The future of microformats and semantic technologies
By Alfie • Jan 12th, 2009 • Category: Features
discipline+technology ÷ current state = reality
Google indexes over 1 trillion unique URLs (http://googleblog.blogspot.com/2008/07/we-knew-web-was-big.html), that’s a lot of text! But what does that text tell us? To a human, we can read the information with ease, but for a machine, it is near impossible to actually understand the text.
If we look at the following statement:
Fruit flies like bananas.
You probably see nothing wrong with it, but a computer can’t make heads or tails of what it says. A computer might parse this as “Fruit” the noun, “flies” the verb, just “like” the fruit “bananas” seem to fly. While a computer is good at tasks like spell checking, it hasn’t manage to be able to understand the meaning behind the text.
This is where microformats (http://microformats.org/) step-in by adding an additional layer of semantics into your HTML. By using existing HTML constructs and existing, established formats; very common idioms are encoded. Microformats is one of the easiest ways to learn how to paint on additional meaning so that computers can begin to understand your text.
Sites all over the web have embraced microformats and have encoded their HTML with more meaning. This has several interesting side-effects. Firstly, by giving more meaning to the HTML, it is conceivable that as companies such as Google, Yahoo!, Technorati and others spidering the web can not only index the text, but index the information behind it. This could allow for even smarter customized searches.

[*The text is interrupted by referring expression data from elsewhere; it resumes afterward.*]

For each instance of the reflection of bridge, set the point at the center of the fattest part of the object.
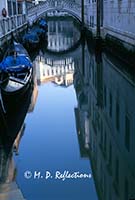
(71, 7)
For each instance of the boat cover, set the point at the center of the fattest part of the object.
(31, 36)
(15, 64)
(42, 22)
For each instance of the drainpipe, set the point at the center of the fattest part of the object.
(82, 13)
(98, 28)
(98, 33)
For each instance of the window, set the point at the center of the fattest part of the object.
(105, 96)
(117, 116)
(127, 132)
(110, 155)
(110, 105)
(117, 171)
(126, 189)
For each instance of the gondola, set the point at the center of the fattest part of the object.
(15, 70)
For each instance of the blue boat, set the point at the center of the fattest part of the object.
(43, 24)
(15, 70)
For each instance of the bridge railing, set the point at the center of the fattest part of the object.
(9, 24)
(36, 11)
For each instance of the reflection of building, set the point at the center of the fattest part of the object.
(107, 126)
(62, 35)
(59, 71)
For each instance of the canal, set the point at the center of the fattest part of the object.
(74, 128)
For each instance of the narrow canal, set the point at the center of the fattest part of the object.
(77, 138)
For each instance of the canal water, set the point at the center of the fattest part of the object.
(76, 126)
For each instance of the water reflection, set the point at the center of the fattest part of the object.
(105, 123)
(12, 128)
(102, 117)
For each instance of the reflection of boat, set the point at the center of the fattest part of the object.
(16, 70)
(11, 122)
(31, 40)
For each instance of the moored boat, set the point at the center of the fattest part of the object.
(16, 70)
(43, 24)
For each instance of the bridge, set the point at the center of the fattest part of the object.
(39, 10)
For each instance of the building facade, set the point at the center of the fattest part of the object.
(117, 18)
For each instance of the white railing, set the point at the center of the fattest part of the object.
(9, 24)
(63, 5)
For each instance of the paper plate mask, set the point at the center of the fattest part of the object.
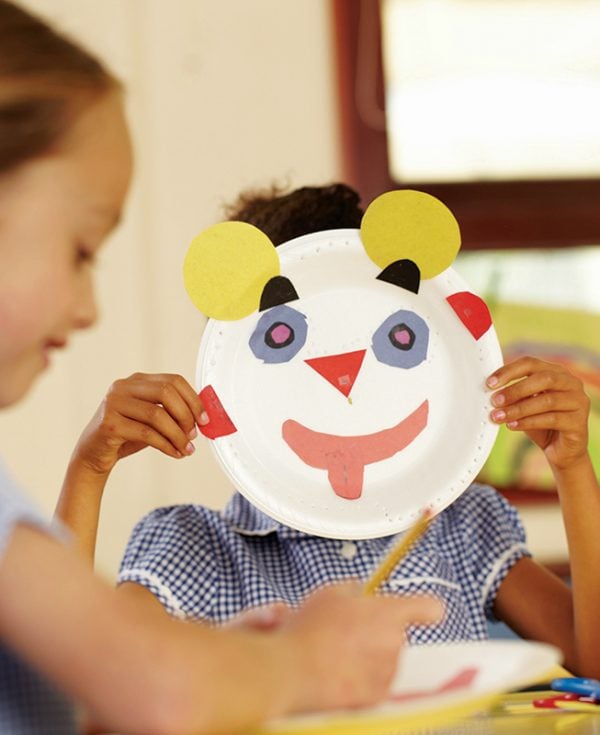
(344, 372)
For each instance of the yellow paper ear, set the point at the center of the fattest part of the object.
(226, 268)
(412, 225)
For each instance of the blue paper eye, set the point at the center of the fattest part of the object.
(279, 335)
(402, 340)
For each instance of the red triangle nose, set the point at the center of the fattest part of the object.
(339, 370)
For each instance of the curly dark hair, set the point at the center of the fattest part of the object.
(283, 216)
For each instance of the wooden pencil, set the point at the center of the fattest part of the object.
(399, 551)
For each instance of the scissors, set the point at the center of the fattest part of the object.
(577, 685)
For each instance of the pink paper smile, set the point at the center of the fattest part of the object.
(345, 457)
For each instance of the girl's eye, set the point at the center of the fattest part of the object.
(279, 335)
(401, 336)
(402, 340)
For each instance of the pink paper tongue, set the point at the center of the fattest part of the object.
(345, 457)
(345, 473)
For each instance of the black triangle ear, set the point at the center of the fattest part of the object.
(404, 273)
(278, 290)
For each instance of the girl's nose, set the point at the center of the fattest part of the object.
(339, 370)
(86, 310)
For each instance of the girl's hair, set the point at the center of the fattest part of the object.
(45, 81)
(284, 215)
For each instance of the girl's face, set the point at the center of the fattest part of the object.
(55, 213)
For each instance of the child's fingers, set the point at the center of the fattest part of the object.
(545, 381)
(155, 417)
(191, 398)
(551, 421)
(559, 408)
(521, 368)
(138, 433)
(158, 390)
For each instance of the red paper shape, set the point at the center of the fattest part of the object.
(339, 370)
(472, 311)
(463, 679)
(219, 423)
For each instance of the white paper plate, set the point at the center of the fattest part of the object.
(342, 305)
(435, 685)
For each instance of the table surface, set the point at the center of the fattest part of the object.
(500, 721)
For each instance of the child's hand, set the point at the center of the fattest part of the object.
(350, 643)
(159, 411)
(548, 403)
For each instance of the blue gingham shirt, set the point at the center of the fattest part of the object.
(29, 704)
(212, 565)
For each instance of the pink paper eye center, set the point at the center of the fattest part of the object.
(402, 337)
(280, 335)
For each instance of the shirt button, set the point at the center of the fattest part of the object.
(348, 550)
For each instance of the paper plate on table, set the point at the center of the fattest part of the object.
(435, 685)
(346, 409)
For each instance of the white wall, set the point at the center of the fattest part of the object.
(222, 95)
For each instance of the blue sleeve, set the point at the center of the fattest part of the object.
(170, 552)
(495, 540)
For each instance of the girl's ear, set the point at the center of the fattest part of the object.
(226, 269)
(407, 226)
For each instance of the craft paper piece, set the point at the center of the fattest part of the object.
(226, 268)
(339, 370)
(472, 311)
(219, 423)
(347, 368)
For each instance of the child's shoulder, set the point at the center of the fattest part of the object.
(479, 504)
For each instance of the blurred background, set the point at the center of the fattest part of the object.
(493, 106)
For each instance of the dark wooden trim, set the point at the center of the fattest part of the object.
(503, 214)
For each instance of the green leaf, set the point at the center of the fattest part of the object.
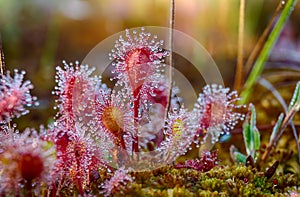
(277, 127)
(250, 132)
(266, 50)
(296, 97)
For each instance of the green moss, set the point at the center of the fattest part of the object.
(236, 180)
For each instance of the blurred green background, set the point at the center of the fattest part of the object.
(38, 34)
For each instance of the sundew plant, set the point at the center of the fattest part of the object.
(100, 130)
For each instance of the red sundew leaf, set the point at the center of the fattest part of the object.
(31, 166)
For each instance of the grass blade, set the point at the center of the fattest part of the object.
(264, 54)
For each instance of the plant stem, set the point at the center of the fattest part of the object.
(240, 53)
(284, 124)
(264, 54)
(171, 61)
(2, 63)
(262, 39)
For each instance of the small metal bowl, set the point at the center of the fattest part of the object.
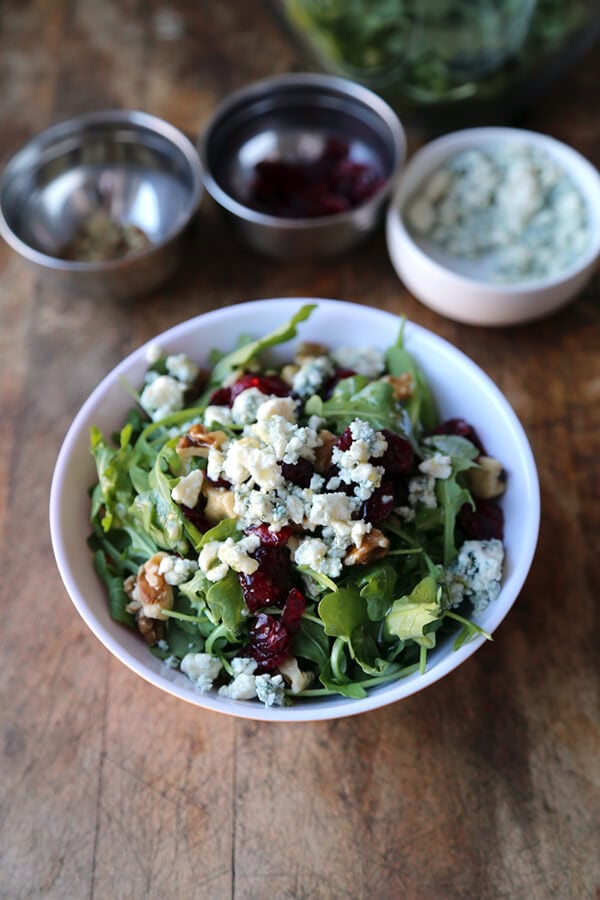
(138, 172)
(290, 118)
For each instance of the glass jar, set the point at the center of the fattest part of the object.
(462, 61)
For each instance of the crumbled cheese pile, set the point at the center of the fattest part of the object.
(253, 465)
(513, 201)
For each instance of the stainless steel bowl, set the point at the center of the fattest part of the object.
(290, 117)
(135, 169)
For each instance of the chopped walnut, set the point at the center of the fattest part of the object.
(151, 629)
(198, 441)
(293, 675)
(487, 481)
(403, 386)
(288, 372)
(323, 453)
(374, 545)
(219, 503)
(150, 594)
(310, 350)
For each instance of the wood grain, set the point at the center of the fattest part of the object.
(484, 786)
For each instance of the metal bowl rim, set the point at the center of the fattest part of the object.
(344, 86)
(58, 130)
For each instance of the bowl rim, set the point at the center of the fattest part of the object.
(44, 139)
(431, 156)
(330, 707)
(311, 80)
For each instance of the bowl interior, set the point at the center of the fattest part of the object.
(129, 172)
(293, 122)
(460, 388)
(427, 161)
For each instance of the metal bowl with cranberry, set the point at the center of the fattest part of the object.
(302, 164)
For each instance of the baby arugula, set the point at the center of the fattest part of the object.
(375, 622)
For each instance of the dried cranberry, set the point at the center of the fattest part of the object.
(343, 487)
(326, 185)
(398, 458)
(219, 482)
(344, 442)
(271, 582)
(380, 503)
(462, 429)
(267, 384)
(269, 641)
(299, 473)
(273, 538)
(293, 610)
(221, 397)
(257, 589)
(484, 522)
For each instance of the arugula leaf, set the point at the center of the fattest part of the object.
(114, 492)
(451, 494)
(358, 398)
(183, 639)
(311, 643)
(117, 598)
(421, 405)
(322, 581)
(342, 611)
(225, 601)
(364, 649)
(242, 356)
(410, 614)
(195, 590)
(377, 588)
(220, 532)
(346, 689)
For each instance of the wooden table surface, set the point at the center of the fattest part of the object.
(485, 785)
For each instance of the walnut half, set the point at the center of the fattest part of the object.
(374, 545)
(198, 441)
(403, 386)
(150, 593)
(487, 481)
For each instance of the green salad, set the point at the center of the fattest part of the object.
(283, 531)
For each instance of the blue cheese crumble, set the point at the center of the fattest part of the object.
(511, 202)
(476, 574)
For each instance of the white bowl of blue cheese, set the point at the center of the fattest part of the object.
(495, 226)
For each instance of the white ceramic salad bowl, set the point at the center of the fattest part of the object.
(460, 388)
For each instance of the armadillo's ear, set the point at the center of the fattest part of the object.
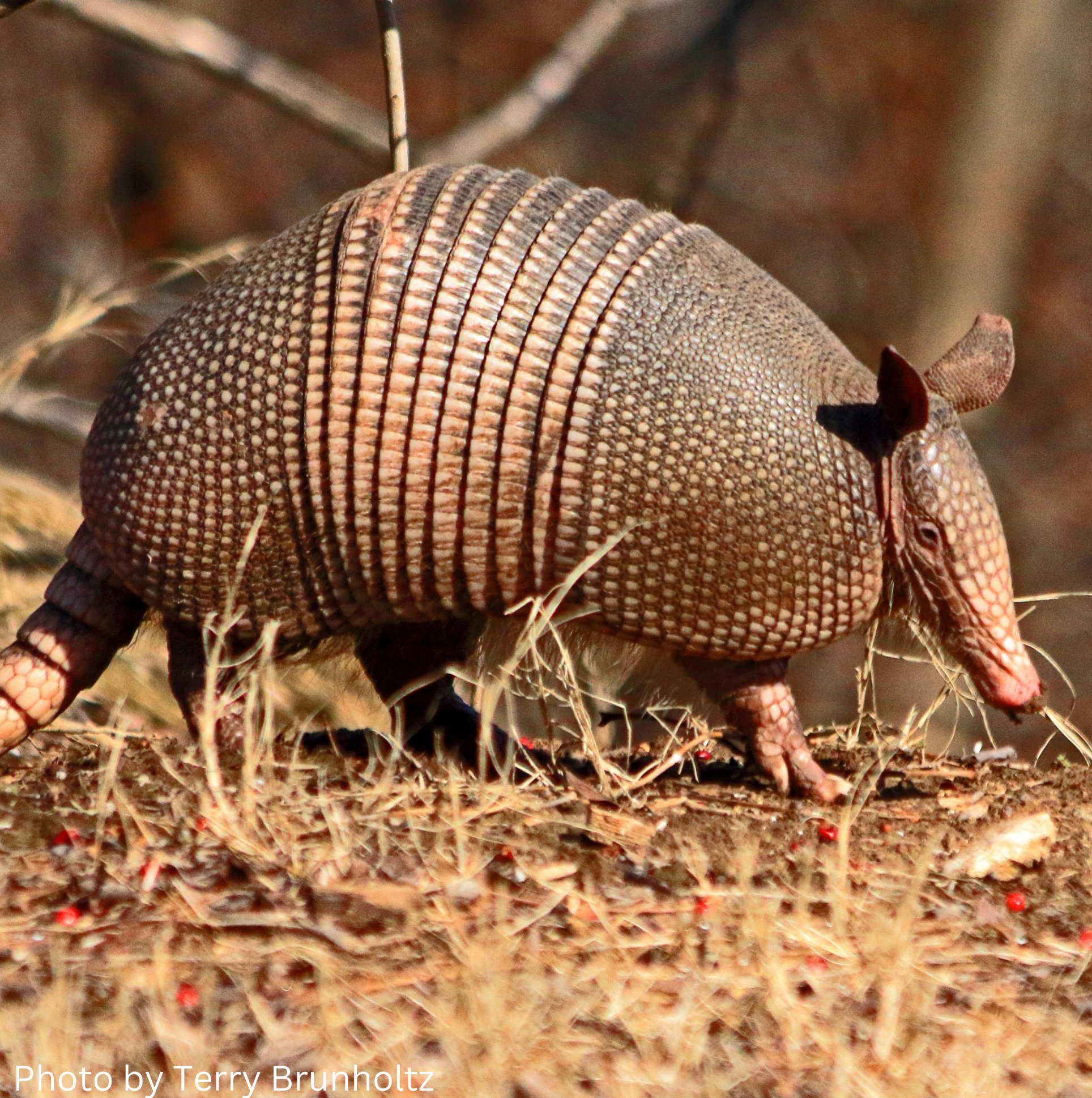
(903, 399)
(976, 372)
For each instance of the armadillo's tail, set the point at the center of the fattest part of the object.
(66, 644)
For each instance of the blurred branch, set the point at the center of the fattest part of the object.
(398, 129)
(7, 7)
(522, 111)
(206, 46)
(1004, 142)
(65, 416)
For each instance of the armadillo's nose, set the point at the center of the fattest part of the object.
(1012, 686)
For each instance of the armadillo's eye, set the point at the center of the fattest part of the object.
(930, 535)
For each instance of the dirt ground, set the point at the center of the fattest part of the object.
(531, 936)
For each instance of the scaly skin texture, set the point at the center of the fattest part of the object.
(442, 393)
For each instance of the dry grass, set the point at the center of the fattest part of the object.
(509, 936)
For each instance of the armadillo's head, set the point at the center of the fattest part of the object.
(946, 560)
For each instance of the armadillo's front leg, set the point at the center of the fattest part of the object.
(757, 701)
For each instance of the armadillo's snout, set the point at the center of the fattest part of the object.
(1010, 683)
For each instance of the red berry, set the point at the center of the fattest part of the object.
(67, 837)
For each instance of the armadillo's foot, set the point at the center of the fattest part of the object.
(188, 675)
(396, 654)
(767, 715)
(757, 700)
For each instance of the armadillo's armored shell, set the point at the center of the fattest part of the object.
(441, 392)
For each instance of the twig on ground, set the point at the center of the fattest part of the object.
(64, 416)
(203, 45)
(395, 86)
(522, 111)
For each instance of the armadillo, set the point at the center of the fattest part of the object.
(458, 388)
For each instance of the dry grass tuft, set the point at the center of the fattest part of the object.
(511, 936)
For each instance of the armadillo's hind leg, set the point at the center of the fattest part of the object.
(66, 644)
(757, 701)
(394, 656)
(188, 675)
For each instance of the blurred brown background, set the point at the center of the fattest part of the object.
(900, 164)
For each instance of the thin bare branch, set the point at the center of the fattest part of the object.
(206, 46)
(522, 111)
(398, 126)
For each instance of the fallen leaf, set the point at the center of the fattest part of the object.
(632, 832)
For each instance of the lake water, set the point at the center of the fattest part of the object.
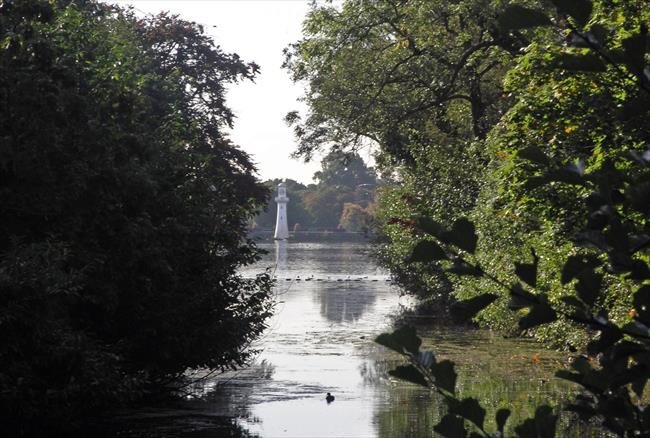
(331, 302)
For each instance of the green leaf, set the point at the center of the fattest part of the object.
(467, 309)
(462, 234)
(571, 62)
(427, 251)
(588, 286)
(401, 340)
(534, 154)
(576, 264)
(542, 426)
(539, 314)
(462, 268)
(521, 298)
(608, 337)
(519, 17)
(445, 375)
(451, 426)
(642, 303)
(639, 195)
(470, 409)
(501, 418)
(527, 272)
(579, 10)
(634, 49)
(410, 374)
(430, 226)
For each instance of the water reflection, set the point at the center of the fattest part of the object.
(321, 340)
(281, 255)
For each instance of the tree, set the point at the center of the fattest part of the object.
(123, 210)
(354, 217)
(344, 170)
(606, 181)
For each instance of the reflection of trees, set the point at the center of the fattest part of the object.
(345, 301)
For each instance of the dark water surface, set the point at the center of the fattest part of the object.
(332, 301)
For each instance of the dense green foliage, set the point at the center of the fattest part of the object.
(123, 210)
(554, 182)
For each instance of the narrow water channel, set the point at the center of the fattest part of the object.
(332, 301)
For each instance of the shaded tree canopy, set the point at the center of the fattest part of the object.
(123, 208)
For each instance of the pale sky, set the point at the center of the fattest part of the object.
(257, 30)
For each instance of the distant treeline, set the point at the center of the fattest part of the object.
(342, 198)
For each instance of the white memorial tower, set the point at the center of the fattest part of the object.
(281, 227)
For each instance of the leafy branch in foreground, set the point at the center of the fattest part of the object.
(612, 245)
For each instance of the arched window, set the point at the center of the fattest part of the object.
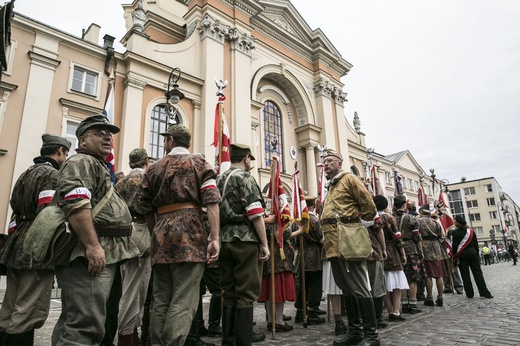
(158, 125)
(273, 145)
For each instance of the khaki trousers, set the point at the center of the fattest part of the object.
(27, 300)
(175, 301)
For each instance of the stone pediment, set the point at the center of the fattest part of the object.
(285, 24)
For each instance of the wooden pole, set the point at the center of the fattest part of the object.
(302, 277)
(273, 292)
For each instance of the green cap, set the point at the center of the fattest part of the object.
(178, 131)
(49, 139)
(95, 120)
(136, 155)
(240, 150)
(331, 152)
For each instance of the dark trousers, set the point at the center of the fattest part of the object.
(471, 262)
(457, 281)
(313, 289)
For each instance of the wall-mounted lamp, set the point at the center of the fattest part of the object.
(173, 94)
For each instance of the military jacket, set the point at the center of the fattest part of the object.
(409, 228)
(129, 188)
(393, 240)
(242, 202)
(347, 197)
(83, 181)
(312, 244)
(32, 192)
(179, 177)
(433, 237)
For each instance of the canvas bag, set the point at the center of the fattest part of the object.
(353, 240)
(50, 240)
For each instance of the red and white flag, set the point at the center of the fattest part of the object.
(279, 202)
(444, 212)
(322, 191)
(300, 210)
(221, 138)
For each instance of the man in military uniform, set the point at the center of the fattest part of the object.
(244, 246)
(28, 293)
(104, 241)
(135, 273)
(414, 269)
(175, 189)
(312, 256)
(348, 201)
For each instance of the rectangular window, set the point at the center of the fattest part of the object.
(469, 191)
(388, 178)
(474, 217)
(84, 81)
(472, 204)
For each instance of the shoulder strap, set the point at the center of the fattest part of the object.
(227, 180)
(102, 202)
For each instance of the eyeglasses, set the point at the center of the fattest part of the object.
(102, 133)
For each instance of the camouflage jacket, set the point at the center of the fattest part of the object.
(409, 228)
(83, 181)
(129, 188)
(32, 192)
(432, 235)
(179, 177)
(393, 240)
(312, 244)
(347, 197)
(241, 203)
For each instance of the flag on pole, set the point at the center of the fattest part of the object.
(322, 191)
(300, 210)
(221, 138)
(108, 111)
(279, 202)
(444, 212)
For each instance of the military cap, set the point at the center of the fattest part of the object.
(49, 139)
(178, 131)
(310, 200)
(136, 155)
(333, 153)
(399, 200)
(240, 150)
(95, 120)
(460, 219)
(381, 202)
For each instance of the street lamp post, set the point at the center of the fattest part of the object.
(504, 235)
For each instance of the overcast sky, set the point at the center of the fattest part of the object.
(438, 78)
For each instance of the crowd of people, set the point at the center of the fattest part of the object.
(174, 228)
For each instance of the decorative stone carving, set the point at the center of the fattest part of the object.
(323, 88)
(357, 123)
(210, 27)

Two of the more popular microformats are hCard (http://microformats.org/wiki/hcard) and hCalendar (http://microformats.org/wiki/hcalendar). hCard is modeled on the vCard specification and is used to describe people, place and organizations. It is the most common way to share contact details between address books. hCalendar is modeled on the iCalendar format, which is used to represent events and is the most common interchange format between calendar applications.
With an agreed upon format for describing people in HTML you could save time filling out forms. Instead of constantly re-typing your name and address, you could simply enter a URL and the service would fetch the page, parse it for your name and information and populate the form automatically.
Events work in a similar fashion. As you mark-up your HTML with event data and services crawl the web, instead of using a single service like upcoming.org or meetup.com to find local events, it becomes possible to use search engines. Enter your postal code, some search terms and you get back all the related information in your area.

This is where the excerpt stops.